La Brexit e l’elezione di Donald Trump sono espressioni del rifiuto dell’intero paradigma della “globalizzazione” neo-liberista, che, con il suo monetarismo e le sue guerre permanenti, “è solo un sinonimo dell’impero anglo-americano”, scrive la signora LaRouche.

“La Cancelliera Merkel e la sbigottita Ursula von der Leyen rappresentano questo paradigma perdente, e l’idea di altri quattro anni con nessun cambiamento nella politica e nessuna visione per il futuro, non significa stabilità, ma aumentare le divisioni politiche in Germania e la disintegrazione di un’UE già lacerata dalle rivolte. Con la prossima crisi finanziaria alle porte, il duo Merkel-Schäuble imporrà sicuramente altra austerità ai cittadini, e così rischierà il caos. La fragilità dell’abominevole accordo sui rifugiati con Erdogan e vari governi in Africa indica che è solo questione di tempo prima che esploda la prossima crisi”.

“La Merkel rappresenta questo paradigma che sta affondando irreversibilmente. Proprio come i 304 membri del Parlamento Europeo che hanno appena approvato una risoluzione che accusa la Russia di condurre massiccia propaganda anti-europea, la Merkel sostiene una politica dell’UE e della NATO che fa esattamente quello di cui essi accusano i russi. Dobbiamo mettere fine una volta per tutte alla logica della guerra fredda”.

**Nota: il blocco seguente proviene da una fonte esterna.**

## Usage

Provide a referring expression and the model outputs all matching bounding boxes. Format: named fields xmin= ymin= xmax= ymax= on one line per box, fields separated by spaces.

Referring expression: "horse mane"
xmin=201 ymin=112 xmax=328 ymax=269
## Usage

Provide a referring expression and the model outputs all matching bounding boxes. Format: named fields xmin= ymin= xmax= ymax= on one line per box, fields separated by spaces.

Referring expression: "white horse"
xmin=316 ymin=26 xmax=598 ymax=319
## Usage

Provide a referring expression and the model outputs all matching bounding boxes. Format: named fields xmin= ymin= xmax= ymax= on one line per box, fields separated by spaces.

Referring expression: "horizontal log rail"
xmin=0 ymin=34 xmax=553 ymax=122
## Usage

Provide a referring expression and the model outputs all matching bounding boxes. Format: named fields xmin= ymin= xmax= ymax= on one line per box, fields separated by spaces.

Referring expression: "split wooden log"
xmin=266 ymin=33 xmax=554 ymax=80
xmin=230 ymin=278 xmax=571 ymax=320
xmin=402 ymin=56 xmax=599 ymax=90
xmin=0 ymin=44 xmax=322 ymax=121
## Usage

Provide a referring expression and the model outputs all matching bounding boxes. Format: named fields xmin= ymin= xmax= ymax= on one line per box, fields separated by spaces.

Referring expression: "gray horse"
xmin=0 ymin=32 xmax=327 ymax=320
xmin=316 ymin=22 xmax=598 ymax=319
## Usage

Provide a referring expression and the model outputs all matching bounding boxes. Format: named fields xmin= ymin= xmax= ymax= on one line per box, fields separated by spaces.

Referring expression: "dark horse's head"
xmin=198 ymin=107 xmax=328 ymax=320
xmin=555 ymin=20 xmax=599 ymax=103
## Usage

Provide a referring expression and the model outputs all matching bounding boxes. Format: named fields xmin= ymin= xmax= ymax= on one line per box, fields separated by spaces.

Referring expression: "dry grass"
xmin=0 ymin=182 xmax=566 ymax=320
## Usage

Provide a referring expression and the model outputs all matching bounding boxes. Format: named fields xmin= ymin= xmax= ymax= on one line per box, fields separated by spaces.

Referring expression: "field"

Il prossimo Presidente americano ha già annunciato di voler migliorare i rapporti con la Russia e la Cina, e potrebbe decidere di cooperare con la politica cinese della Nuova Via della Seta, che Helga e Lyndon LaRouche promuovono da 25 anni. E ai cittadini tedeschi ella chiede di sostenere proprio questa politica.

Il partito di destra Alternative fuer Deutschland non offre “una prospettiva e alternative reali per la Germania”. I cittadini tedeschi dovrebbero invece ascoltare chi, come Helga Zepp-LaRouche, intende “mettere all’ordine del giorno la cooperazione con gli Stati Uniti, la Russia e la Cina nel costruire la Nuova Via della Seta. Solo grazie a questa cooperazione potremo sviluppare il Medio Oriente e l’Africa con un Piano Marshall e la Nuova Via della Seta, risolvendo così in modo umano l’emergenza dei rifugiati”.

Questa è la politica di pace che la Germania dovrebbe promuovere, contribuendo al contempo al dialogo tra le culture al più alto livello.